- Born: 5 December 1930 Tianjin, Republic of China
- Died: 5 April 1975 (aged 44) Dawa Execution Ground, Hunnan District, Shenyang, Liaoning, China
- Cause of death: Execution by firing squad after throat-slashing
- Resting place: Shenyang Huilonggang Revolutionary Cemetery
- Monuments: Mengshi Statue in People's Park, Guangzhou
- Education: Renmin University of China
- Occupations: Student, activist
- Era: Cultural Revolution (1966–1976)
- Known for: Criticism of Mao Zedong and the Cultural Revolution Group
- Political party: Chinese Communist Party
- Criminal charges: Counter-revolutionary speech
- Criminal penalty: Death by execution
- Spouse: Zeng Zhen ​(m. 1955)​
- Children: 2
- Parents: Zhang Yuzao (father); Hao Yuzhi (mother);

= Zhang Zhixin =

Chinese dissident (1930–1975)

Zhang Zhixin (张志新 (Chang Chih-hsin, Zhāng Zhìxīn); 5 December 1930 – 4 April 1975) was a dissident member of the Chinese Communist Party (CCP) during the Cultural Revolution who became famous for criticizing the idolization of Mao Zedong and the ultra-left. She was imprisoned for six years (1969 to 1975) and tortured, then executed, for her views which contradicted those of Cultural Revolution leaders. A second CCP member who had expressed agreement with Zhang was sentenced to 18 years in prison.

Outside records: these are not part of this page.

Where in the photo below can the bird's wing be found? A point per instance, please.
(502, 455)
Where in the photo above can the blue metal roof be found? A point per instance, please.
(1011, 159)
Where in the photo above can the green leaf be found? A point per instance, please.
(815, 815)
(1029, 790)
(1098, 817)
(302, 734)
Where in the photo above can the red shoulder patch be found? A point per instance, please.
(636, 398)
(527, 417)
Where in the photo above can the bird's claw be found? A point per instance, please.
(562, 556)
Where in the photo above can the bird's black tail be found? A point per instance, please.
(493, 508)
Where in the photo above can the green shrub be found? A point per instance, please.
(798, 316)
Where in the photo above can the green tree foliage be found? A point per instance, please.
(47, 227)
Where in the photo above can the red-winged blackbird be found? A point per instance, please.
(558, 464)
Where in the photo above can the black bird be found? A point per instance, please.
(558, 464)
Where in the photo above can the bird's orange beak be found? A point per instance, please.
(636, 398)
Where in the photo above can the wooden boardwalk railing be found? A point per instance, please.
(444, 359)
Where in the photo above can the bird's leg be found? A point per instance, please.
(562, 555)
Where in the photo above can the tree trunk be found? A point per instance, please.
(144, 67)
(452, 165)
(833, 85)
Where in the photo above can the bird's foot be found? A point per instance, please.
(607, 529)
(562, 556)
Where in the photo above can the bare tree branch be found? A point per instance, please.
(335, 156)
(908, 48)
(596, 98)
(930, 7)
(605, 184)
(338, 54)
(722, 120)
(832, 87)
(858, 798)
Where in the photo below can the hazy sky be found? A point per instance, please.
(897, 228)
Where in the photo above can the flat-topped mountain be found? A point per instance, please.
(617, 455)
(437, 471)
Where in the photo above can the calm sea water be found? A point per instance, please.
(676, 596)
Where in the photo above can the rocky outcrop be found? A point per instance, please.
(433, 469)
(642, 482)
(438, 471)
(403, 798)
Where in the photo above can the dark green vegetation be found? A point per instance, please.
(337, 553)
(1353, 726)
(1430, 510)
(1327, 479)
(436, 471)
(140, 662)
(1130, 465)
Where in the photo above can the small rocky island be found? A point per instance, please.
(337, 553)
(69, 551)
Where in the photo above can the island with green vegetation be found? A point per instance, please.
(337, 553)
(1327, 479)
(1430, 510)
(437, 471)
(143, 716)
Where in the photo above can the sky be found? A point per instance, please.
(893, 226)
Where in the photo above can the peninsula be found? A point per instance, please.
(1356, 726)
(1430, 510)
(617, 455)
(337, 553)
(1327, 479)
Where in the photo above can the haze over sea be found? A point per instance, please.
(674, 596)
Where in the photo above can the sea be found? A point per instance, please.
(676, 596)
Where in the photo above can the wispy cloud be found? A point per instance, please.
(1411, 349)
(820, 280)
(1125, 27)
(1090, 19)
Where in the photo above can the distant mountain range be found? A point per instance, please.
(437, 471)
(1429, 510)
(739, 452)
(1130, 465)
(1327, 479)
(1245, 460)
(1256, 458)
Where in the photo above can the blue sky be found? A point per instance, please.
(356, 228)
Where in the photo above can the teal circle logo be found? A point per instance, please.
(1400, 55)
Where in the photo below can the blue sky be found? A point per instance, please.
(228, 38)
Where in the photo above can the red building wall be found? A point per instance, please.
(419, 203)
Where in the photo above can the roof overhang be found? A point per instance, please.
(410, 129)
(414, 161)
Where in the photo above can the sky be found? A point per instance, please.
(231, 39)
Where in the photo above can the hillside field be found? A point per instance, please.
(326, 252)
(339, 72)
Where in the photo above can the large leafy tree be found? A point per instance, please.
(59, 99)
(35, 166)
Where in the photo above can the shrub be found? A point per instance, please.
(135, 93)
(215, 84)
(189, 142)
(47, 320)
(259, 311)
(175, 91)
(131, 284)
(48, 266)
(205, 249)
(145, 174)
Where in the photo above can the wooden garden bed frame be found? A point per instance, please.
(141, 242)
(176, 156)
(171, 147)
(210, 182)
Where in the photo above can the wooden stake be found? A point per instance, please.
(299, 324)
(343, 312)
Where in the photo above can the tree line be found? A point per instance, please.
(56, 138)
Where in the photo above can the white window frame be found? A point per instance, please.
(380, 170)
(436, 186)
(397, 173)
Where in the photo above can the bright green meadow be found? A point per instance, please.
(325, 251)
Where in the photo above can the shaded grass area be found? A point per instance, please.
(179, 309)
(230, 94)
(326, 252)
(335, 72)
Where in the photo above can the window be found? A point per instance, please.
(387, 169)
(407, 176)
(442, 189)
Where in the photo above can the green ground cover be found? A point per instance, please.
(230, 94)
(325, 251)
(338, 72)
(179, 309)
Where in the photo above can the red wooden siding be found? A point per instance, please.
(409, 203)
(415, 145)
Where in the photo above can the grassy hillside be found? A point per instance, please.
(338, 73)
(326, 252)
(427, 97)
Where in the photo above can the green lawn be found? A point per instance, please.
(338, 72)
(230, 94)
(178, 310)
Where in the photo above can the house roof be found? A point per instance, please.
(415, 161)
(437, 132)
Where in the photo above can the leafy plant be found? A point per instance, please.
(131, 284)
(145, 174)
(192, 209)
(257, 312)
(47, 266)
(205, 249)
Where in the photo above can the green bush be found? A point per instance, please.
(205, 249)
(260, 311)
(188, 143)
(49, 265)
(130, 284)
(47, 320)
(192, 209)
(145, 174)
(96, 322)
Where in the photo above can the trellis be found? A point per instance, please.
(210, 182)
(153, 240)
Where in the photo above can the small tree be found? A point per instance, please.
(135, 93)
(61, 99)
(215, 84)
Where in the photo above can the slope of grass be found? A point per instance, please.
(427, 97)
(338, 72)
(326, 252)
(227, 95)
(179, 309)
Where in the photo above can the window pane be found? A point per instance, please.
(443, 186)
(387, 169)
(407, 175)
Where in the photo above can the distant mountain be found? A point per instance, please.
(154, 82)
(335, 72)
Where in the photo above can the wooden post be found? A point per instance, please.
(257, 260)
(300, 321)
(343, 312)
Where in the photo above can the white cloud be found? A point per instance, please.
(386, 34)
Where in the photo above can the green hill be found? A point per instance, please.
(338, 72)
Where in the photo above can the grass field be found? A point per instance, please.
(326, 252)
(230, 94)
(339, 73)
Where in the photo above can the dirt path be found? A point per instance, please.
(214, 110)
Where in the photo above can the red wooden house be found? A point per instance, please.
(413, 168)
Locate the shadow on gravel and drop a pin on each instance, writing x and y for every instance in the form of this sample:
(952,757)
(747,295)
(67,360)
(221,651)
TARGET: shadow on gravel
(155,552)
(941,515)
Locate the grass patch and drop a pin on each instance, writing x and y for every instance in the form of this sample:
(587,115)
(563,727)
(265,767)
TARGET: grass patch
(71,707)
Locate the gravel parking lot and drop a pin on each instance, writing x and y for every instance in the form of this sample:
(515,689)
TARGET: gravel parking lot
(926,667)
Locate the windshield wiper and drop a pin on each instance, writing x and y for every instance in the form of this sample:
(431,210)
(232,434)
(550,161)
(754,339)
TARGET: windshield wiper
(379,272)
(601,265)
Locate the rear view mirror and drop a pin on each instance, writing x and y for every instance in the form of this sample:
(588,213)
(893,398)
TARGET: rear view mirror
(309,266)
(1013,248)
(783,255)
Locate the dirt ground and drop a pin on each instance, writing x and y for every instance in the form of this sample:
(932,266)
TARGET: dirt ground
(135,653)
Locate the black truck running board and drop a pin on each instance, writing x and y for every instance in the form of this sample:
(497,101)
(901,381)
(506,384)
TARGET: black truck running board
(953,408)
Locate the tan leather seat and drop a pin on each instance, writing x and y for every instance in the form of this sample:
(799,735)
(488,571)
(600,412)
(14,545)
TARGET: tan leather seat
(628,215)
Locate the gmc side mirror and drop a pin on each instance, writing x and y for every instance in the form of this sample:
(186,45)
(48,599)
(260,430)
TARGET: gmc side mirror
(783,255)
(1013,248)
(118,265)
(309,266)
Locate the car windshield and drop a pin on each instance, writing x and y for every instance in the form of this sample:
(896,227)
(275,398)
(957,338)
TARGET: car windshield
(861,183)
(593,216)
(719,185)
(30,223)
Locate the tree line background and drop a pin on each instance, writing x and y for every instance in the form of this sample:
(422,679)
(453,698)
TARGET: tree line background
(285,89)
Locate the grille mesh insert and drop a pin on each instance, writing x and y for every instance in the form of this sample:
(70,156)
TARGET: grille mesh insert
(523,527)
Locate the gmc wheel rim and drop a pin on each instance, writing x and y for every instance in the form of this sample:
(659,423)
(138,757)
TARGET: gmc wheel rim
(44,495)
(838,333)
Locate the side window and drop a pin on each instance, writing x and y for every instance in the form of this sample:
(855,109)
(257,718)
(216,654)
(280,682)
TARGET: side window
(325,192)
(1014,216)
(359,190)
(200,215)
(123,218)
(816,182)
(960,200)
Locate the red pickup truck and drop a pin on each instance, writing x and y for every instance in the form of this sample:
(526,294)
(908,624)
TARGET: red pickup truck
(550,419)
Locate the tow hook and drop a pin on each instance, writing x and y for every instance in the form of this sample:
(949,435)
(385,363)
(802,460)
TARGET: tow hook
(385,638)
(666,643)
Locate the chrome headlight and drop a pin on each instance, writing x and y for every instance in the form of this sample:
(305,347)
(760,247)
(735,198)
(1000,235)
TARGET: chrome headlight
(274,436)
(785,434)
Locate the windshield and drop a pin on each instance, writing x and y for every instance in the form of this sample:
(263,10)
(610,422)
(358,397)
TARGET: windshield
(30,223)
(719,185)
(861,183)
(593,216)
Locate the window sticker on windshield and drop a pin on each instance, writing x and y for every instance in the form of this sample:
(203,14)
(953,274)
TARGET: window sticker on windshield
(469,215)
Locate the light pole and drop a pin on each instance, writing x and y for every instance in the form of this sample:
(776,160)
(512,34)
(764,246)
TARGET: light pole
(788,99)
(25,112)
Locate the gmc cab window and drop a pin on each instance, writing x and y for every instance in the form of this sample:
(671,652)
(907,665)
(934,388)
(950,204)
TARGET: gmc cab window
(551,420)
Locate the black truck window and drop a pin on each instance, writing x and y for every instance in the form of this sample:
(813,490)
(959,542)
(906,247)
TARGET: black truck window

Many consider her a heroine among the people for standing up to the Gang of Four.

She was rehabilitated by Hu Yaobang and recognized as a revolutionary martyr and a model Communist.

==Early life==
Zhang Zhixin was born in Tianjin in 1930. She was educated at Renmin University of China from 1951 to 1952 and later worked in the university. Zhang later became a member of the propaganda department for the Liaoning Provincial Committee of the Chinese Communist Party.

Zhang expressed her view:

I have doubts about Jiang Qing. What's wrong with making critical remarks about her? Why shouldn't Jiang Qing's problems be revealed? We should even expose the Central Cultural Revolution Group.... Why should we go along with the notion that even if you do not understand, you must obey? If this is allowed to continue, the situation will get out of control. This is all an effort to fortify Chairman Mao's reputation and that of Lin Biao. I personally have no trust in Lin Biao.

==Imprisonment and torture==
Zhang was imprisoned for her loyalty towards Liu Shaoqi. She saved up 2 yuan a month to purchase books to read in the facility, where she wrote her study notes on toilet paper. The prison guards then took her pen away. She proclaimed that the CCP would be "punished by history; if not sooner, then later". For a year and a half she was frequently shackled in leg irons and tied in a harness.

In a prison political-education meeting called to criticize Lin Biao, she shouted that Mao should be responsible for what Lin did. A CCP committee secretary from Liaoning Province urged that she be executed quickly. During the Cultural Revolution, most legal procedures were abolished: without judges or trials, cases were decided by various levels of the Revolutionary Committees and CCP committees.

==Death and posthumous rehabilitation==
Zhang was paraded and executed on 4 April 1975, close to the end of the Cultural Revolution. It is reported that her larynx was slit before the execution, in order to prevent her from speaking.

On 16 October 1978, the Intermediate People's Court of Yingkou City, Liaoning Province, revoked the original judgment and acquitted Zhang Zhixin. Four years after her execution, in the spring of 1979 she was officially proclaimed a 'martyr'; 4 April 1979 was designated the day of her memorial. Although an investigation was begun into her case, Hu Yaobang had it stopped.

Zhang was celebrated in the post-Cultural Revolution era as a hero who stood up to those like the Gang of Four. She was promoted as a martyr, in part related to the posthumous rehabilitation of Liu Shaoqi's reputation. Among the cultural depictions of Zhang is her appearance as a character during a solo dance in The Song of the Chinese Revolution.

==Memorial==
In People's Park in central Guangzhou, a statue named Mengshi (The Brave) has been raised to commemorate Zhang Zhixin. The statue depicts a nude female warrior shooting an arrow on horseback, and the inscription on its pedestal reads "dedicated to people who struggle for truth". In 1979, Shanghai Television produced a TV drama based on the life of Zhang Zhixin, titled . In 2019, the Chinese government listed Zhang Zhixin as one of the “Most Beautiful Strivers.”